Sodium hyaluronic acid was used as the control drug in this study because the production of endogenous PGs has been reported to be associated with benzalkonium chloride.15,16 Bromfenac sodium hydrate contains 0.005% benzalkonium chloride, whereas sodium hyaluronic acid contains 0.003% benzalkonium chloride. Thus, the benzalkonium chloride concentrations of the two drugs are considered to be nearly equal.
In addition to reports describing the use of PGF2α related drugs,1,2,3,8,9,10 the relation between glaucoma ophthalmic solutions and endogenous PGs has also been described in other reports, including that by Kaplan‐Messas et al,17 who reported that endogenous PGE2 is produced in isolated human iris upon administration of ophthalmic solution containing 2% pilocarpine and 1% adrenaline (epinephrine). In addition to the report by Yousufzai et al,7 which described the release of endogenous PGE2, PGD2, PGF2α, and arachidonic acid (AA), there are some reports describing the release of PGE2. There are also some reports suggesting that endogenous PGs have a role in assisting the IOP reduction by exogenous PG administration.1,2,3,8,9,10,11
With respect to PGE2, although the PGE2 analogue, RS18492, has been reported to initially increase IOP and subsequently decrease it by approximately 10% in human eyes,18 it has also been reported to lower IOP by administration after latanoprost in monkey eyes.19
In addition, although endogenous PGE2 is produced following latanoprost administration in cultured bovine iris melanocytes, since such endogenous agents as substance P and neuropeptide Y, which increase vascular permeability,9 were not produced, these were unlikely to have had an effect on the IOP in this study.

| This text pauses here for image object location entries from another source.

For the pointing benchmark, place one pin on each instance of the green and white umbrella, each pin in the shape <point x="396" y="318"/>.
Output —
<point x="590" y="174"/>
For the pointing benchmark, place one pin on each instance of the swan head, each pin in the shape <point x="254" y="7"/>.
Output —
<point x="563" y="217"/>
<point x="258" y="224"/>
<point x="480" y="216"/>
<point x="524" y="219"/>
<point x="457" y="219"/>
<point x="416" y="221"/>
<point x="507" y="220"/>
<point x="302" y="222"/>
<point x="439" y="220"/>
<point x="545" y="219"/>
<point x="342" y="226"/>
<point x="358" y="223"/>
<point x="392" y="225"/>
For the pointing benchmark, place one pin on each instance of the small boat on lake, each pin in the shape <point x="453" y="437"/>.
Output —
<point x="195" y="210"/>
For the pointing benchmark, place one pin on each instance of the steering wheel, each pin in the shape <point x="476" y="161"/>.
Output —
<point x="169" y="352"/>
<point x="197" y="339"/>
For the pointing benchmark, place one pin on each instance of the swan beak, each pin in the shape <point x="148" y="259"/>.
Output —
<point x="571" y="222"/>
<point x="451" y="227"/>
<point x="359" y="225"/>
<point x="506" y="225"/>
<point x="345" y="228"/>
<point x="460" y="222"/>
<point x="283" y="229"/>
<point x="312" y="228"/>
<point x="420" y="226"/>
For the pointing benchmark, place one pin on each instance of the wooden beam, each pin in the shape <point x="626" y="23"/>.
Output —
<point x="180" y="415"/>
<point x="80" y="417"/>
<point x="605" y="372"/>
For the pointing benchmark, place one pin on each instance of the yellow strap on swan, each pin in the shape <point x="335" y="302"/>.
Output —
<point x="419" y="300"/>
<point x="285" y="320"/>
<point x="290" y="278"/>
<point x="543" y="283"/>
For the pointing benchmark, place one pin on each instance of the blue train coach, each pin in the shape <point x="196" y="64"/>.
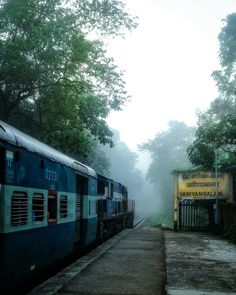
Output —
<point x="48" y="206"/>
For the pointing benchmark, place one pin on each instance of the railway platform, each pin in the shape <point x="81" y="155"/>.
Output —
<point x="132" y="262"/>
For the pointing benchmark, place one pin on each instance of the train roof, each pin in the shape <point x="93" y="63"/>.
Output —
<point x="16" y="137"/>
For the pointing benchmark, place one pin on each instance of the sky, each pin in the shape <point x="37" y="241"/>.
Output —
<point x="167" y="63"/>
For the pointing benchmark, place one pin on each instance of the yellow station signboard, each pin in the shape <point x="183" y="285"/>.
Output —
<point x="202" y="185"/>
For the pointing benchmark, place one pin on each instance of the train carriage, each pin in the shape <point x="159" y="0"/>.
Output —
<point x="50" y="206"/>
<point x="47" y="204"/>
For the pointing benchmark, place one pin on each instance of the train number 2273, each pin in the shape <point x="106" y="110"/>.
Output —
<point x="51" y="175"/>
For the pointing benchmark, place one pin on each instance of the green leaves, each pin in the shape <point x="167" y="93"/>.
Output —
<point x="217" y="126"/>
<point x="53" y="73"/>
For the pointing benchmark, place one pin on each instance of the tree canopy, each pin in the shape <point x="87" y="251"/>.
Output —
<point x="217" y="126"/>
<point x="54" y="75"/>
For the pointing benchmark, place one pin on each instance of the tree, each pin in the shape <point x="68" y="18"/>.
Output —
<point x="119" y="163"/>
<point x="217" y="126"/>
<point x="53" y="73"/>
<point x="168" y="152"/>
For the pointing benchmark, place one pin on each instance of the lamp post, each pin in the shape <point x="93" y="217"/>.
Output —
<point x="216" y="189"/>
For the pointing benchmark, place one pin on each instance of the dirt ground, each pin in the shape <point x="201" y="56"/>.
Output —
<point x="199" y="262"/>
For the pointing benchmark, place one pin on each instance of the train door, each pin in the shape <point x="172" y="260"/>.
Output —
<point x="81" y="183"/>
<point x="52" y="207"/>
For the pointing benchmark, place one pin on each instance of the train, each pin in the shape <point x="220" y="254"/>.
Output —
<point x="51" y="206"/>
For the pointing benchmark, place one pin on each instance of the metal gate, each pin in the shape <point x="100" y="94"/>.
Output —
<point x="196" y="215"/>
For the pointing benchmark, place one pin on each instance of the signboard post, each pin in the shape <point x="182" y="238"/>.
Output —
<point x="201" y="185"/>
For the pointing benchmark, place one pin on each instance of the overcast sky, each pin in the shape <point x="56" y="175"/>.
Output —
<point x="168" y="61"/>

Regarding the production of various endogenous PGs in the human eye, although the precise mechanism of their production, including to what extent they are actually released in the eye, and what types of PGs act in what manner to have an effect on IOP, is unclear, as indicated by the results of this study, the fact that the IOP reduction by latanoprost was inhibited by bromfenac sodium hydrate ophthalmic solution, which has a potent PG inhibitory effect, makes it possible to surmise that the auxiliary part played by various endogenous PGs produced by latanoprost administration in the IOP reduction was suppressed.
The fact that a positive correlation was observed between the baseline IOP and the differences in left and right IOP during administration of ophthalmic NSAID indicates that the effect of endogenous PGs on IOP reduction by latanoprost may increase with the intensity of the IOP reduction by latanoprost.
Although the inhibition of the IOP reduction by latanoprost by bromfenac sodium hydrate may be considered to have insufficient clinical significance because the difference in IOP between the control group and the NSAID group was only an average of 1.08 mm Hg, it may be an important finding in terms of considering the mechanism by which latanoprost reduces IOP. In addition, it is necessary to study the effects of NSAIDs on other PG related ophthalmic solutions used for the treatment of glaucoma.
Since ophthalmic NSAIDs are frequently used in routine clinical settings, their action should be taken into consideration when administering ophthalmic NSAIDs to glaucoma patients for long periods of time.
Abbreviations
IOP - intraocular pressure
MD - mean deviation
NSAID - non‐steroidal anti‐inflammatory drugs
OH - ocular hypertension
PG - prostaglandins
POAG - primary open angle glaucoma
Footnotes
Proprietary interest: none.
Ethics approval: This study was conducted in accordance with the Helsinki declaration after receipt of approval from the ethics committee of Yamanashi University. The subjects were adequately informed of the study and written consent was obtained from all of them.